Mandouri, 8 août (ATOP) – L’Association d’appui aux activités de santé communautaire (3ASC) a sensibilisé la population de Gbantchal dans la commune Kpendjal 2 sur l’existence des points de distribution des médicaments contre le VIH/Sida, la tuberculose, le paludisme et les produits de la santé de reproduction, le jeudi 7 août.
Cette action se tient dans le cadre du projet Coopératives villageoises et points de distribution (COPODI) qui a bénéficié du soutien financier de l’ONG française Centre humanitaire des métiers de la pharmacie (CHMP). Elle s’inscrit dans les interventions prioritaires du ministère de la Santé dans sa démarche de recherche opérationnelle pour rendre plus performante la chaine d’approvisionnement des produits de santé.
L’objectif est de renforcer la visibilité des Points de distribution communautaire (PODI) et d’accroitre l’accès aux services de prise en charge du VIH, de la tuberculose au sein des communautés.
Une caravane, à travers les localités de Sabenfoané et Gbantchal, suivie de sensibilisation a marqué cet événement. L’occasion a permis aux organisateurs d’instruire les populations sur les dangers liés à l’utilisation des médicaments de rue autour du thème « Les impacts sanitaires liés à l’utilisation de faux médicaments ».
Les populations ont aussi bénéficié d’une campagne de dépistage foraine au VIH et à la tuberculose. Cette opération a ciblé près de 1000 personnes pour une prise en charge gratuite.
L’animateur de la COPODI de Gbantchal, Bombomé Yambandja et Mme Nanouli Lybeyeme, chargée du genre et de la sauvegarde à 3ASC ont démontré les risques liés à la consommation des médicaments non réglementés, vendus dans les rues. Les orateurs ont mis en avant les avantages des produits pharmaceutiques certifiés, distribués via les circuits officiels et communautaires comme les PODI.
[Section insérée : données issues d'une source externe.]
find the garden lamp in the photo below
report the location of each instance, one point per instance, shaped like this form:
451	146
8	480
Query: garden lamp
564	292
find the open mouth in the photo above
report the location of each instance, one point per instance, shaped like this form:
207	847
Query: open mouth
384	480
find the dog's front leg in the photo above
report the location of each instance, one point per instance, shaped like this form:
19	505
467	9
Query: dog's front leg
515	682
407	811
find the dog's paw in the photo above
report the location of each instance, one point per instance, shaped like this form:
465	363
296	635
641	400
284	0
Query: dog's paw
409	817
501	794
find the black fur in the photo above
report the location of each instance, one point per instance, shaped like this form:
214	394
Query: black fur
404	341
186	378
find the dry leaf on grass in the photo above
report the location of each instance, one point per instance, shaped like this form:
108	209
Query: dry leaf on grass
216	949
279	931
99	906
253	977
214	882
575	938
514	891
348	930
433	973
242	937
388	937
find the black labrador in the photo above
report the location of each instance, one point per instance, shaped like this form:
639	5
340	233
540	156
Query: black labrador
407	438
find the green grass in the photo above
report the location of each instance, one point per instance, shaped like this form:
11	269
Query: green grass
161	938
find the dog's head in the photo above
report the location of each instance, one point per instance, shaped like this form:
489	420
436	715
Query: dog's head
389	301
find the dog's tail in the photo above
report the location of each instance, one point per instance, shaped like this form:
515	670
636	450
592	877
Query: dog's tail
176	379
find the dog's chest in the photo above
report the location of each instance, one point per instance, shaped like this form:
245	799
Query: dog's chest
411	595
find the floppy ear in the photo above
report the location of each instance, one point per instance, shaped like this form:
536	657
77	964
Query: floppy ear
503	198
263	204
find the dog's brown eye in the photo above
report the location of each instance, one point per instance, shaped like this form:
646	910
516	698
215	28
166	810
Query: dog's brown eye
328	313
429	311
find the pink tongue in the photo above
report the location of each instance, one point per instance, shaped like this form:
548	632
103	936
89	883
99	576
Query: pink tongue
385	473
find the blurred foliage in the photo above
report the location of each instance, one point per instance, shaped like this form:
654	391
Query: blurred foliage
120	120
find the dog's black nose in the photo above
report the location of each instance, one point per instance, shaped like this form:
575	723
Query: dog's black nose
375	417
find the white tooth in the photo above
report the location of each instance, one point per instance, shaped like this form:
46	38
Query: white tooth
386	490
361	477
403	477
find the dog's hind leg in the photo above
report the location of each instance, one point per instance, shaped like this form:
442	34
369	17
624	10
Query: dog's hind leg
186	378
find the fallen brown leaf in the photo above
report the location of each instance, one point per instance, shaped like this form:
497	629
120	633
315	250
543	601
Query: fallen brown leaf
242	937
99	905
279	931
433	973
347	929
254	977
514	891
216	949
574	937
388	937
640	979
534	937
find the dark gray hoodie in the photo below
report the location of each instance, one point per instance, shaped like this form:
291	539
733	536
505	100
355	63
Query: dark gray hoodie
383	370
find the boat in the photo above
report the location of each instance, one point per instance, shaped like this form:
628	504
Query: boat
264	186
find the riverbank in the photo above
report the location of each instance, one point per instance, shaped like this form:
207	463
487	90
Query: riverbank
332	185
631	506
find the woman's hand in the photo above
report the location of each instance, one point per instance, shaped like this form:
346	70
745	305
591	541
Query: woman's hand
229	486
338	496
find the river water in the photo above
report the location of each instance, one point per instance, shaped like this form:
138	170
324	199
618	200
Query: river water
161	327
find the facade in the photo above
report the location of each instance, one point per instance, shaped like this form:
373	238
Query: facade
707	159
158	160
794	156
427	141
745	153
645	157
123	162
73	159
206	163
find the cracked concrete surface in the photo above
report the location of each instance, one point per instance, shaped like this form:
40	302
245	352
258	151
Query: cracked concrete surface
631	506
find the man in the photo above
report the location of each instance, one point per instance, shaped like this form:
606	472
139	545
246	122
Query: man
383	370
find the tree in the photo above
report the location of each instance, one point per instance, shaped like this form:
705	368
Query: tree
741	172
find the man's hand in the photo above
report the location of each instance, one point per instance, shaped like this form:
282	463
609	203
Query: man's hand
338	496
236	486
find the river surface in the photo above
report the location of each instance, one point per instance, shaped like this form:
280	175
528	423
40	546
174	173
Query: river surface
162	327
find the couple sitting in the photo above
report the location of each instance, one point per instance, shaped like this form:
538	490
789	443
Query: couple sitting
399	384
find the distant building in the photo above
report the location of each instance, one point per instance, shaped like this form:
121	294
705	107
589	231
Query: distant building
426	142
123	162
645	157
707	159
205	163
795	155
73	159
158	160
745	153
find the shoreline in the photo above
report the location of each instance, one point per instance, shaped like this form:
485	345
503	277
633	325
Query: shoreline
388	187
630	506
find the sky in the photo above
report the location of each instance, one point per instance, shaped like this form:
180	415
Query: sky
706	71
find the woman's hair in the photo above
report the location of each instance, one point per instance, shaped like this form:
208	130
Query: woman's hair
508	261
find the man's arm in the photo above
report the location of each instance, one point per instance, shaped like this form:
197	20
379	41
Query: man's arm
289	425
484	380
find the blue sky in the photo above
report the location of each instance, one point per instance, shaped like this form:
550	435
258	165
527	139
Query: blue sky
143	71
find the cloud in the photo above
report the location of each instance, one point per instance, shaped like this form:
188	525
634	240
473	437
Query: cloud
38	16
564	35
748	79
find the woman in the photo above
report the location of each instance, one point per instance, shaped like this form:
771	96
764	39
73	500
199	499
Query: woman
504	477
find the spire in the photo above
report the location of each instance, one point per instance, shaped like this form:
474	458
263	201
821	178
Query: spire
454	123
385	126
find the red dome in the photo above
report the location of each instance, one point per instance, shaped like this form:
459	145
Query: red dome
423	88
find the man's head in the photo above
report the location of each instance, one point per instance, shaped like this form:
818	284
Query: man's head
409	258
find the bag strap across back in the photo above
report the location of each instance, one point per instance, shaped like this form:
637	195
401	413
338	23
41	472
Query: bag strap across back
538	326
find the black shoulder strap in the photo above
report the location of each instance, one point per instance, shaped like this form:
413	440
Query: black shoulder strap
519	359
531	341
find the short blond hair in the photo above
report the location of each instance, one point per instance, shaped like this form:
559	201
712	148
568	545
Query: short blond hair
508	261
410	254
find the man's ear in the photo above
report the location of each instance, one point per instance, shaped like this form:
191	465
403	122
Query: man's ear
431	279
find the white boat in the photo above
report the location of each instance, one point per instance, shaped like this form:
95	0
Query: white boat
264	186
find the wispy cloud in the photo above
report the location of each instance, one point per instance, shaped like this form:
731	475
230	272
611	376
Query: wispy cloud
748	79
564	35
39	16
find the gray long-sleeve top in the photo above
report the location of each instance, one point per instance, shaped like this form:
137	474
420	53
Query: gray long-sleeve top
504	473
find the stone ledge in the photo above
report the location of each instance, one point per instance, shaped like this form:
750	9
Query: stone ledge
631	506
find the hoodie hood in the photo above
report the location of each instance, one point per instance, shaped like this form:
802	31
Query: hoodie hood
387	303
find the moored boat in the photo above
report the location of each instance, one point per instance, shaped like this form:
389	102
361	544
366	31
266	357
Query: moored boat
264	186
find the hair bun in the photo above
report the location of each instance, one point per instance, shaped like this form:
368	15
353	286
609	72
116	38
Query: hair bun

La représentante du maire de Kpendjal 2, Mme Gnangaya Raditta a salué l’initiative et exprimé sa reconnaissance pour les efforts engagés en faveur de la santé des populations rurales. Elle a exhorté les habitants à se faire dépister et à s’informer davantage sur les services mis à leur disposition en vue de leur bien-être.
« Malgré deux années d’activités, la fréquentation des centres de prise en charge reste insuffisante. Beaucoup de bénéficiaires potentiels ignorent encore leur statut sérologique ou méconnaissent l’existence même des points de distribution communautaires », a indiqué Mme Oulessé Téka, point focal COPODI à 3ASC. Elle a mentionné que cette initiative entend rapprocher les services de santé des communautés rurales et de lutter efficacement contre les pratiques médicales dangereuses. Elle illustre, dit-elle, l’importance d’une collaboration étroite entre acteurs locaux, associations et partenaires internationaux pour bâtir un système de santé plus inclusif.